The DDRB proposals for extended hours suggest taking the current pool of junior doctors and stretching them out across a 7-day service, without any increase in pay. The proposed way of doing this, is by changing the definition of out of hours’ work. (You can hear the head of the BMA Junior Doctors’ Committee explaining this here). Part of the logic for such changes is drawn from the ‘Lean’ healthcare reform ideology (it is justified to call it an ideology in the absence of good quality evidence). The lean analysis of the current junior doctor working patterns within the NHS favours their redistribution towards this new pattern based on the assumption that there is an excess of doctors working during normal ‘office hours’. In reality, there is no excess of doctors but there is elasticity in the system which is resilient as a result. The evidence suggests that combined with economic pressures, initiatives that seek to simplify and lean down organisations actually whittle down reserves, buffers and other undervalued resources.
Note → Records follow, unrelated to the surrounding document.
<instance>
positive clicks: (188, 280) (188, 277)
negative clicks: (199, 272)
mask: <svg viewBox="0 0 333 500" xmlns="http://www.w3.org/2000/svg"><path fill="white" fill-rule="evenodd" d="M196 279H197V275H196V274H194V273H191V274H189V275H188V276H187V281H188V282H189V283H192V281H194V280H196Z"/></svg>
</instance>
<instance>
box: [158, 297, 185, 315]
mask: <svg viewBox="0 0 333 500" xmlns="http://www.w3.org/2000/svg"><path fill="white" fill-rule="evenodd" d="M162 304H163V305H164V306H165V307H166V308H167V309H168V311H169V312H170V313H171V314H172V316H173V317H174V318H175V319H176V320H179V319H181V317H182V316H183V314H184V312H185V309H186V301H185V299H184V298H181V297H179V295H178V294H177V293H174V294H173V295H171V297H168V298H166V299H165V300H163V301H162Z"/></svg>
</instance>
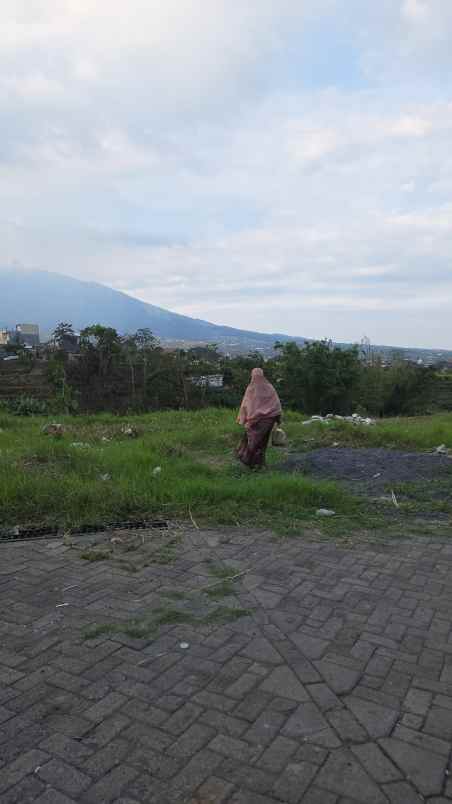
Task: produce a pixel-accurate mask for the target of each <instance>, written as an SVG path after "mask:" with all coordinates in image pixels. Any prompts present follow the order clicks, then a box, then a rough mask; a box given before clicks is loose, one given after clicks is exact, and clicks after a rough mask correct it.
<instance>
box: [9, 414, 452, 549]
mask: <svg viewBox="0 0 452 804" xmlns="http://www.w3.org/2000/svg"><path fill="white" fill-rule="evenodd" d="M234 418H235V416H234V412H233V411H229V410H221V409H209V410H203V411H197V412H183V411H177V412H161V413H153V414H149V415H146V416H137V417H130V418H129V419H127V418H120V417H116V416H113V415H110V414H99V415H95V416H94V415H93V416H91V415H90V416H80V417H58V419H57V420H58V421H59V422H61V423H62V424H63V425H64V426H65V428H66V433H65V434H64V436H63V438H61V439H58V440H55V439H53V438H51V437H49V436H45V435H43V434H42V433H41V428H42V426H43V425H44V424H45V423H46V422H48V421H50V419H48V418H47V419H46V418H40V417H36V418H19V417H14V416H10V415H6V414H0V524H1V525H18V524H20V525H25V524H57V525H59V526H61V527H64V528H67V529H70V528H75V527H77V526H78V525H81V524H84V523H102V522H108V521H112V520H116V521H117V520H123V519H128V518H132V517H151V518H152V517H164V518H166V519H172V518H180V519H184V520H188V519H189V517H190V515H191V516H192V517H193V519H194V520H195V521H196V522H197V523H198V524H199V525H202V524H207V523H210V524H217V525H221V524H227V525H236V524H240V525H248V524H252V525H258V526H265V527H266V526H271V527H275V528H277V529H279V530H280V531H284V530H285V529H286V530H290V529H292V530H293V531H294V532H295V530H298V532H300V529H302V527H303V523H307V522H308V521H309V520H310V519H312V515H313V513H314V512H315V510H316V509H317V508H320V507H322V508H332V509H334V510H335V511H336V512H337V513H338V518H337V522H336V523H335V524H334V525H333V524H332V523H331V524H330V523H325V524H324V523H322V527H329V528H335V527H336V528H337V527H339V526H340V521H342V524H343V526H344V527H348V524H349V523H350V522H352V521H356V519H357V518H358V520H359V518H360V517H362V516H364V515H367V512H366V510H365V508H363V502H362V501H357V500H356V499H354V498H353V496H352V495H351V494H350V493H349V492H347V491H346V490H345V489H344V488H342V487H341V486H340V485H338V484H335V483H332V482H326V481H317V480H313V479H310V478H306V477H303V476H301V475H285V474H282V473H278V472H276V471H269V472H266V473H262V474H255V473H248V472H247V471H246V470H243V469H242V468H241V467H240V466H239V465H238V464H237V462H236V461H235V460H234V458H233V449H234V447H235V445H236V444H237V441H238V439H239V437H240V432H241V431H240V428H238V427H237V426H236V425H235V423H234ZM128 422H130V423H133V425H134V427H135V428H136V429H137V431H138V434H139V435H138V438H136V439H128V438H127V437H125V436H124V435H123V433H122V432H121V430H122V428H123V426H124V424H126V423H128ZM302 422H303V417H302V416H300V415H298V414H290V413H289V414H288V415H287V416H286V417H285V424H284V426H285V428H286V430H287V432H288V435H289V441H290V445H291V448H292V449H295V450H306V449H312V448H313V447H316V446H321V445H328V444H331V443H333V442H334V441H336V442H339V443H340V444H341V445H349V446H350V445H351V446H362V447H365V446H386V447H397V448H403V449H421V450H425V449H432V448H434V447H436V446H437V445H438V444H441V443H445V444H446V445H447V446H450V447H452V415H451V414H444V415H437V416H431V417H425V418H414V419H396V420H388V421H384V422H379V423H378V424H377V426H376V427H373V428H365V427H359V428H358V427H353V426H351V425H347V424H344V423H341V422H337V423H336V422H335V423H333V424H330V425H310V426H303V424H302ZM74 442H75V443H82V444H86V445H88V446H84V447H76V446H72V444H73V443H74ZM282 457H284V452H283V451H281V450H277V449H270V450H269V464H270V469H274V468H275V464H277V462H278V461H280V460H281V459H282ZM157 466H159V467H161V473H160V474H158V475H157V476H154V475H153V470H154V469H155V468H156V467H157ZM102 476H104V477H105V476H108V479H102ZM174 552H175V550H173V547H172V546H171V545H170V546H169V547H168V548H165V549H163V550H162V553H161V556H160V559H161V561H162V563H166V562H167V561H171V560H172V559H173V555H174ZM156 558H157V560H158V558H159V557H158V556H157V557H156Z"/></svg>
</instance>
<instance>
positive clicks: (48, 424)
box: [41, 422, 66, 438]
mask: <svg viewBox="0 0 452 804" xmlns="http://www.w3.org/2000/svg"><path fill="white" fill-rule="evenodd" d="M65 432H66V429H65V427H64V426H63V425H62V424H59V423H58V422H49V424H45V425H44V426H43V427H42V428H41V433H42V434H43V435H49V436H53V437H54V438H62V437H63V435H64V434H65Z"/></svg>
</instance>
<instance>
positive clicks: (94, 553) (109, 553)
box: [80, 550, 112, 561]
mask: <svg viewBox="0 0 452 804" xmlns="http://www.w3.org/2000/svg"><path fill="white" fill-rule="evenodd" d="M111 555H112V554H111V552H110V550H84V551H83V553H80V558H83V560H84V561H106V560H107V559H108V558H111Z"/></svg>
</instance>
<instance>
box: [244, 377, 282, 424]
mask: <svg viewBox="0 0 452 804" xmlns="http://www.w3.org/2000/svg"><path fill="white" fill-rule="evenodd" d="M281 410H282V408H281V402H280V401H279V396H278V394H277V393H276V391H275V389H274V388H273V385H272V384H271V382H269V381H268V380H267V379H266V378H265V377H264V372H263V371H262V369H253V370H252V372H251V382H250V384H249V386H248V388H247V389H246V391H245V395H244V397H243V400H242V404H241V406H240V413H239V415H238V418H237V421H238V422H239V424H244V425H245V426H246V427H248V426H250V425H252V424H254V423H255V422H257V421H258V420H259V419H268V418H271V417H273V416H275V417H276V416H279V415H280V413H281Z"/></svg>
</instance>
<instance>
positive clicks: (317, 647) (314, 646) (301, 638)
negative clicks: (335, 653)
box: [290, 632, 330, 659]
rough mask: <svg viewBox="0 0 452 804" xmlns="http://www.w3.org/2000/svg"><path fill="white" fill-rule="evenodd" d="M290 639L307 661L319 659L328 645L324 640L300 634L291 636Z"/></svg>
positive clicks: (305, 634)
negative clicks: (294, 644)
mask: <svg viewBox="0 0 452 804" xmlns="http://www.w3.org/2000/svg"><path fill="white" fill-rule="evenodd" d="M290 639H291V640H292V642H294V643H295V645H296V646H297V648H299V649H300V651H301V652H302V653H303V655H304V656H307V657H308V659H320V658H321V657H322V656H323V654H324V653H325V651H326V650H327V648H328V647H329V644H330V643H329V642H328V640H326V639H321V638H320V637H313V636H309V635H308V634H303V633H302V632H298V633H296V634H291V635H290Z"/></svg>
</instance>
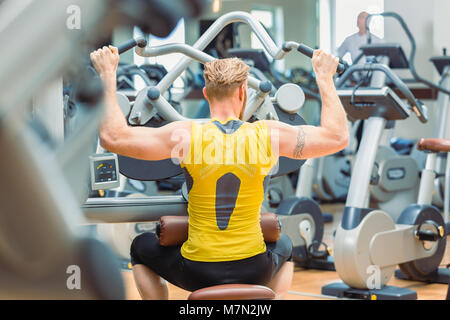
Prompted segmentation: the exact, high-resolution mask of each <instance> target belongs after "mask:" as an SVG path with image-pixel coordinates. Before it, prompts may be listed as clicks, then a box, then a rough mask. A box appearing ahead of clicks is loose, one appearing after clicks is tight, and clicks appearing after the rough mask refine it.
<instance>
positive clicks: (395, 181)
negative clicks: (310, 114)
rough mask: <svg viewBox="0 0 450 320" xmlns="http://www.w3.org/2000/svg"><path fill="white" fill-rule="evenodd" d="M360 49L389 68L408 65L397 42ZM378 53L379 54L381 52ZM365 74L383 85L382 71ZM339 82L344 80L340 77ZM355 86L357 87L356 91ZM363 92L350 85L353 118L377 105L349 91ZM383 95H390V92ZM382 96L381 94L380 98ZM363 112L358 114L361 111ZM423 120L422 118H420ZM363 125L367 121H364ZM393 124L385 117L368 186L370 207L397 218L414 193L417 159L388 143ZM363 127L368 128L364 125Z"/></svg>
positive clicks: (353, 91) (370, 46)
mask: <svg viewBox="0 0 450 320" xmlns="http://www.w3.org/2000/svg"><path fill="white" fill-rule="evenodd" d="M361 51H362V52H363V54H364V55H365V56H371V57H377V58H378V59H379V60H381V61H382V65H385V66H390V68H396V69H404V68H407V67H408V61H407V60H406V58H405V54H404V52H403V50H402V48H401V47H400V46H399V45H398V44H389V43H379V44H375V45H366V46H362V47H361ZM380 55H381V56H380ZM369 71H370V72H368V73H367V74H370V73H372V74H373V75H372V77H371V78H372V79H371V84H370V85H371V87H378V88H380V87H383V86H384V83H385V77H384V76H383V73H380V72H376V70H370V69H369ZM340 83H343V82H341V81H340ZM356 90H357V91H356ZM355 91H356V92H359V93H361V94H364V92H366V91H364V90H363V89H360V88H358V86H357V87H355V88H354V89H351V91H349V92H350V95H349V96H350V99H354V100H355V101H353V102H354V103H355V106H356V107H357V110H359V111H360V112H358V113H356V111H355V110H353V113H352V114H350V113H349V115H350V117H352V118H354V119H366V118H367V112H369V111H368V110H370V108H369V107H372V106H374V108H378V107H377V102H378V101H377V100H368V102H366V100H364V99H362V98H360V101H359V100H358V101H357V100H356V97H355V96H353V95H352V93H353V92H355ZM386 93H387V92H386ZM368 95H369V96H370V97H368V98H367V99H374V98H373V97H372V94H371V92H370V91H368ZM385 96H386V97H388V98H390V99H393V98H392V96H391V95H390V94H386V95H385ZM382 99H384V97H383V98H382ZM364 112H365V113H366V114H361V113H364ZM422 122H423V119H422ZM365 125H366V123H365ZM394 126H395V121H388V122H387V123H386V125H385V129H386V130H385V131H384V136H383V138H382V139H381V140H380V142H379V144H380V145H379V146H378V149H377V153H376V158H375V169H373V170H374V176H373V179H372V182H371V185H370V187H369V189H370V207H371V208H378V209H381V210H383V211H386V212H388V213H389V214H390V215H393V216H392V218H393V219H394V221H395V220H397V217H398V216H397V215H398V214H399V213H400V212H399V211H398V208H405V207H407V206H408V205H409V204H410V203H413V202H414V201H415V199H416V197H417V192H418V189H417V185H418V180H419V169H418V167H417V163H416V161H415V160H414V159H413V158H412V157H411V156H410V155H399V154H397V152H396V151H395V150H394V149H393V148H392V147H391V144H390V135H391V134H392V129H393V127H394ZM364 130H367V128H366V126H365V127H364Z"/></svg>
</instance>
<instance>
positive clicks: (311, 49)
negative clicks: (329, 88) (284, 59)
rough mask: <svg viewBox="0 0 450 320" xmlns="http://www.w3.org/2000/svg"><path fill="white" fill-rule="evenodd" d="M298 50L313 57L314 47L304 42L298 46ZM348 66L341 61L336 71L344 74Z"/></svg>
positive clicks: (338, 72)
mask: <svg viewBox="0 0 450 320" xmlns="http://www.w3.org/2000/svg"><path fill="white" fill-rule="evenodd" d="M297 51H298V52H300V53H302V54H304V55H305V56H307V57H310V58H312V56H313V54H314V49H313V48H310V47H308V46H306V45H304V44H300V45H299V46H298V48H297ZM345 70H346V68H345V65H343V64H342V63H339V64H338V66H337V69H336V72H337V73H338V74H343V73H344V72H345Z"/></svg>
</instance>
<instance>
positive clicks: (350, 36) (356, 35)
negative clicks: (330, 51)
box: [337, 11, 382, 63]
mask: <svg viewBox="0 0 450 320" xmlns="http://www.w3.org/2000/svg"><path fill="white" fill-rule="evenodd" d="M368 15H369V14H368V13H367V12H365V11H363V12H361V13H360V14H359V15H358V19H357V22H356V25H357V27H358V29H359V31H358V32H356V33H354V34H352V35H351V36H348V37H347V38H345V40H344V42H342V44H341V46H340V47H339V48H338V49H337V51H338V56H339V58H343V57H344V56H345V54H346V53H347V52H348V53H350V57H351V59H352V62H354V61H355V59H356V58H357V57H358V56H359V55H360V54H361V52H362V51H361V50H360V49H359V48H361V47H362V46H364V45H366V44H369V43H368V42H369V32H368V30H367V28H366V19H367V16H368ZM370 39H371V43H378V42H381V41H382V40H381V39H380V38H378V37H377V36H375V35H374V34H372V33H371V34H370ZM365 61H366V60H365V58H364V57H363V58H362V59H361V60H360V61H359V62H358V63H365Z"/></svg>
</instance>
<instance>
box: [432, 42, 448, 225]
mask: <svg viewBox="0 0 450 320" xmlns="http://www.w3.org/2000/svg"><path fill="white" fill-rule="evenodd" d="M444 53H445V50H444ZM430 60H431V61H432V62H433V64H434V66H435V67H436V69H437V70H438V72H439V74H440V75H441V81H440V83H439V85H440V86H441V87H444V88H450V57H449V56H447V55H445V54H444V55H443V56H440V57H433V58H431V59H430ZM449 100H450V99H449V95H448V94H445V93H443V92H441V91H439V93H438V105H439V126H438V127H437V132H435V133H434V134H433V136H434V137H436V138H439V139H444V138H448V136H447V132H446V129H447V118H448V115H449V104H450V101H449ZM448 167H449V160H448V157H447V154H446V153H439V154H438V158H437V160H436V171H437V174H436V180H435V182H434V191H435V192H434V193H433V204H434V205H436V206H438V207H439V208H444V212H446V213H448V211H449V207H448V202H449V201H450V200H449V199H448V198H447V200H446V201H444V199H445V193H444V189H445V187H444V185H445V183H448V180H449V179H450V178H449V173H448V170H446V168H448ZM446 222H448V220H446Z"/></svg>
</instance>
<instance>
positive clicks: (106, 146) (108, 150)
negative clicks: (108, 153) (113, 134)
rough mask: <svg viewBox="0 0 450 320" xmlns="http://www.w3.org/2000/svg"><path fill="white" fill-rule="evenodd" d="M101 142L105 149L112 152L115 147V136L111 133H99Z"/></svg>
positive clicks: (101, 146) (100, 140)
mask: <svg viewBox="0 0 450 320" xmlns="http://www.w3.org/2000/svg"><path fill="white" fill-rule="evenodd" d="M99 142H100V145H101V147H102V148H103V149H105V150H107V151H110V152H112V150H113V149H114V142H115V141H114V138H113V137H111V136H110V135H109V134H105V133H101V132H100V133H99Z"/></svg>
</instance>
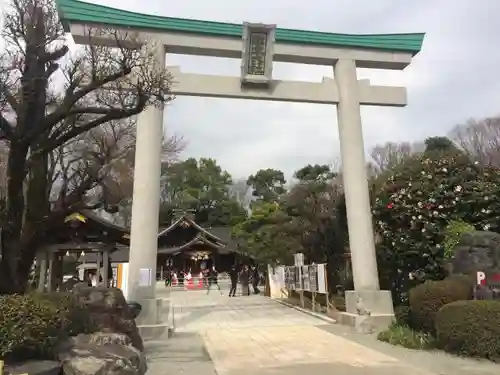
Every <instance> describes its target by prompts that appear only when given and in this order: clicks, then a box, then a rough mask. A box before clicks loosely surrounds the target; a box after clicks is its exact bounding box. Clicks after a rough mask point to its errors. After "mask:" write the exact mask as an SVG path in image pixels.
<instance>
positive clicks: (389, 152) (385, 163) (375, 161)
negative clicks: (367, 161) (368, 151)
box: [368, 142, 423, 175]
mask: <svg viewBox="0 0 500 375" xmlns="http://www.w3.org/2000/svg"><path fill="white" fill-rule="evenodd" d="M421 151H423V147H422V145H421V144H419V143H414V144H412V143H410V142H401V143H394V142H387V143H385V144H383V145H377V146H375V147H373V148H372V150H371V152H370V156H371V158H372V161H373V162H372V163H370V165H369V166H368V168H369V173H370V174H371V175H373V174H378V173H380V172H383V171H385V170H387V169H390V168H392V167H394V166H395V165H397V164H399V163H401V162H403V161H404V160H406V159H407V158H408V157H410V156H412V155H414V154H416V153H419V152H421Z"/></svg>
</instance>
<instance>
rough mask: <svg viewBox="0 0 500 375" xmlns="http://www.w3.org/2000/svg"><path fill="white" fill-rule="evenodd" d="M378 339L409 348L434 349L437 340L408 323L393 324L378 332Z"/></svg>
mask: <svg viewBox="0 0 500 375" xmlns="http://www.w3.org/2000/svg"><path fill="white" fill-rule="evenodd" d="M377 339H379V340H380V341H383V342H387V343H389V344H391V345H399V346H403V347H405V348H408V349H423V350H426V349H433V348H435V347H436V340H435V339H434V337H432V335H430V334H428V333H422V332H418V331H414V330H412V329H411V328H410V327H408V326H406V325H400V324H393V325H391V326H390V327H389V328H387V329H386V330H385V331H382V332H380V333H379V334H378V336H377Z"/></svg>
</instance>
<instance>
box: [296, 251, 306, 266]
mask: <svg viewBox="0 0 500 375" xmlns="http://www.w3.org/2000/svg"><path fill="white" fill-rule="evenodd" d="M293 262H294V265H295V266H297V267H301V266H303V265H304V254H302V253H297V254H294V255H293Z"/></svg>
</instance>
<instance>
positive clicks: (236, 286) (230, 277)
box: [229, 266, 238, 297]
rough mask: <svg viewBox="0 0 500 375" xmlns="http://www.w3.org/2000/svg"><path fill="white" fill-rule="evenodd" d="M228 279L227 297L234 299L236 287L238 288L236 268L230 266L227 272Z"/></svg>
mask: <svg viewBox="0 0 500 375" xmlns="http://www.w3.org/2000/svg"><path fill="white" fill-rule="evenodd" d="M229 278H230V279H231V289H229V297H236V287H237V286H238V271H237V270H236V266H232V267H231V270H230V271H229Z"/></svg>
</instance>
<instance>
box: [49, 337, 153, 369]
mask: <svg viewBox="0 0 500 375" xmlns="http://www.w3.org/2000/svg"><path fill="white" fill-rule="evenodd" d="M58 359H59V360H60V361H61V364H62V368H63V371H64V374H65V375H144V374H145V373H146V371H147V365H146V358H145V357H144V354H143V353H141V352H140V351H139V350H138V349H137V348H135V347H134V346H132V341H131V340H130V338H129V337H128V336H127V335H124V334H117V333H103V332H98V333H93V334H90V335H83V334H81V335H78V336H76V337H72V338H70V339H69V340H68V341H66V342H65V343H63V344H62V345H61V347H60V348H59V351H58Z"/></svg>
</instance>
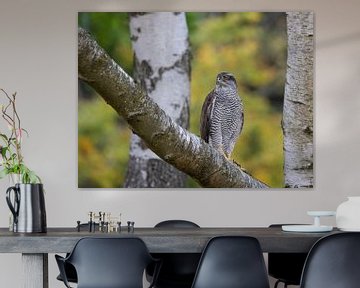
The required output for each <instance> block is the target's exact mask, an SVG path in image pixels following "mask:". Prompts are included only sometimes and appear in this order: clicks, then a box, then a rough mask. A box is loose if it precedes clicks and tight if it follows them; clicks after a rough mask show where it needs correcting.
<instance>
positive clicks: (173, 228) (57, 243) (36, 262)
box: [0, 227, 339, 288]
mask: <svg viewBox="0 0 360 288" xmlns="http://www.w3.org/2000/svg"><path fill="white" fill-rule="evenodd" d="M79 230H80V231H79ZM79 230H78V229H77V228H67V227H57V228H48V229H47V232H46V233H26V234H24V233H15V232H11V231H9V229H8V228H0V253H21V254H22V271H23V272H22V273H23V278H22V281H23V287H25V288H48V287H49V284H48V283H49V281H48V254H49V253H68V252H70V251H71V250H72V249H73V247H74V246H75V244H76V242H77V241H78V240H79V239H81V238H83V237H139V238H141V239H142V240H143V241H144V242H145V244H146V245H147V247H148V249H149V251H150V253H201V252H202V251H203V249H204V247H205V246H206V243H207V242H208V241H209V239H211V238H212V237H216V236H224V235H239V236H252V237H255V238H257V239H258V241H259V243H260V246H261V248H262V251H263V252H264V253H269V252H277V253H304V252H308V251H309V250H310V249H311V247H312V246H313V244H314V243H315V242H316V241H317V240H319V239H320V238H322V237H324V236H326V235H330V234H333V233H338V232H339V231H338V230H337V229H334V230H332V231H331V232H325V233H318V232H316V233H314V232H312V233H308V232H284V231H282V229H281V227H221V228H219V227H208V228H206V227H205V228H140V227H139V228H138V227H136V228H134V229H128V227H122V228H121V230H120V231H113V232H102V231H98V230H96V229H95V231H89V230H88V229H79Z"/></svg>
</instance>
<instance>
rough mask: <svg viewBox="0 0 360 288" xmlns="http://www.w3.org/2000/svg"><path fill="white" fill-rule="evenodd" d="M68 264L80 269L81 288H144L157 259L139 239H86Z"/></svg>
mask: <svg viewBox="0 0 360 288" xmlns="http://www.w3.org/2000/svg"><path fill="white" fill-rule="evenodd" d="M67 261H68V262H69V263H71V264H72V265H73V266H74V267H75V269H76V272H77V278H78V286H77V287H78V288H82V287H85V288H90V287H94V288H95V287H101V288H142V287H143V273H144V270H145V268H146V267H147V266H148V265H149V264H150V263H151V262H152V261H153V259H152V257H151V255H150V254H149V251H148V249H147V247H146V245H145V243H144V242H143V241H142V240H141V239H139V238H82V239H80V240H79V241H78V242H77V244H76V245H75V247H74V249H73V251H72V252H71V254H70V255H69V257H68V259H67Z"/></svg>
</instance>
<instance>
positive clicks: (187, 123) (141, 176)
mask: <svg viewBox="0 0 360 288" xmlns="http://www.w3.org/2000/svg"><path fill="white" fill-rule="evenodd" d="M130 34H131V40H132V45H133V49H134V53H135V77H134V78H135V80H136V81H137V82H139V83H141V86H142V88H143V89H144V90H145V91H146V92H147V94H148V96H150V98H152V99H153V100H154V101H155V102H156V103H157V104H158V105H159V106H160V108H161V109H162V110H164V111H165V112H166V113H167V114H168V115H170V117H171V118H172V120H174V121H175V122H176V123H178V124H179V125H181V126H182V127H184V128H185V129H187V128H188V124H189V99H190V52H189V42H188V29H187V24H186V19H185V13H172V12H158V13H130ZM185 181H186V175H185V174H184V173H182V172H181V171H179V170H177V169H176V168H175V167H173V166H172V165H169V164H168V163H166V162H164V161H163V160H162V159H160V158H159V157H158V156H157V155H156V154H155V153H154V152H152V151H151V150H150V149H149V148H148V147H147V146H146V145H145V143H144V141H143V140H142V139H141V138H140V137H138V136H137V135H136V134H133V135H132V139H131V146H130V161H129V165H128V173H127V176H126V181H125V185H124V186H125V187H157V188H162V187H184V186H185Z"/></svg>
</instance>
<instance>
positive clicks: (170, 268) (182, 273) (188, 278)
mask: <svg viewBox="0 0 360 288" xmlns="http://www.w3.org/2000/svg"><path fill="white" fill-rule="evenodd" d="M155 228H174V229H176V228H200V226H199V225H197V224H196V223H194V222H191V221H188V220H165V221H162V222H159V223H157V224H156V225H155ZM200 256H201V254H200V253H159V254H154V257H156V258H159V259H161V260H162V267H161V270H160V273H159V276H158V279H157V284H156V287H160V288H161V287H190V286H191V284H192V282H193V279H194V276H195V272H196V269H197V266H198V263H199V260H200ZM148 273H149V274H150V275H151V274H152V271H150V269H149V271H148Z"/></svg>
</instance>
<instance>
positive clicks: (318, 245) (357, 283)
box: [300, 232, 360, 288]
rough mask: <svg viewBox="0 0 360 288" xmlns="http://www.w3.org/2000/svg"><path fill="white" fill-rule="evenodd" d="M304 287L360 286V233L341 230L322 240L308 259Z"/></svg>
mask: <svg viewBox="0 0 360 288" xmlns="http://www.w3.org/2000/svg"><path fill="white" fill-rule="evenodd" d="M300 287H302V288H342V287H345V288H357V287H360V233H359V232H348V233H338V234H332V235H329V236H325V237H323V238H321V239H320V240H318V241H317V242H316V243H315V244H314V246H313V247H312V248H311V250H310V252H309V255H308V258H307V259H306V262H305V267H304V271H303V275H302V278H301V285H300Z"/></svg>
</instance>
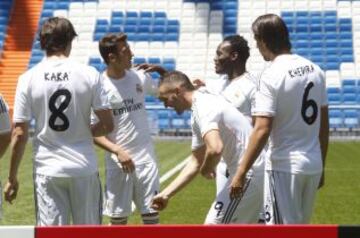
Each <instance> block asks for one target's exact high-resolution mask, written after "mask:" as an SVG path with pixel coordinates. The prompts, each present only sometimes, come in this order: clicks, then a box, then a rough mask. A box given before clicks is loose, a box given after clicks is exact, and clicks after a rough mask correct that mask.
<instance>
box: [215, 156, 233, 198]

This makes it very difficult for a system to respond to unexpected changes and stressors – rendering the system brittle. It is the point at which brittle healthcare systems overstretch their elasticity that safety is compromised. Economists call this ‘cost externalisation’ in the sense that it may seem like savings are being made through ‘efficient’ redistribution of staff, but destroying the resilience of the system will cost far more in the long term.  True 7-day working would require a significant increase in staff numbers across the NHS so that resilience engineering behaviour is preserved and the elasticity of the system is maintained across the 24/7 work period.


 In summary


So in summary, Junior Doctors preserve patient safety by acting as Resilience Engineers within a Complex Adaptive System. The proposed contract changes risk overstretching and overworking the current pool of junior doctors which will have catastrophic consequences for both the day-to-day elasticity of the system and the evolving resilience of the NHS as a whole. A simpler way to explain this, might be to borrow some metaphors from the Great British Bake Off. Let’s imagine Mary Berry talking about pies. “Pie pastry”, she might say, “has to be rolled just right – too thick and you get a saggy bottom, but roll it too thin and your pie will burst and spill its filling all over the oven.”

 The vociferous, creative and cohesive response that junior doctors have mounted in response to the government’s assault on their pay and conditions, is in itself an act of resilience engineering and it is one that will help to protect the NHS from these repeated attempts at ideologically-motivated political deconstruction.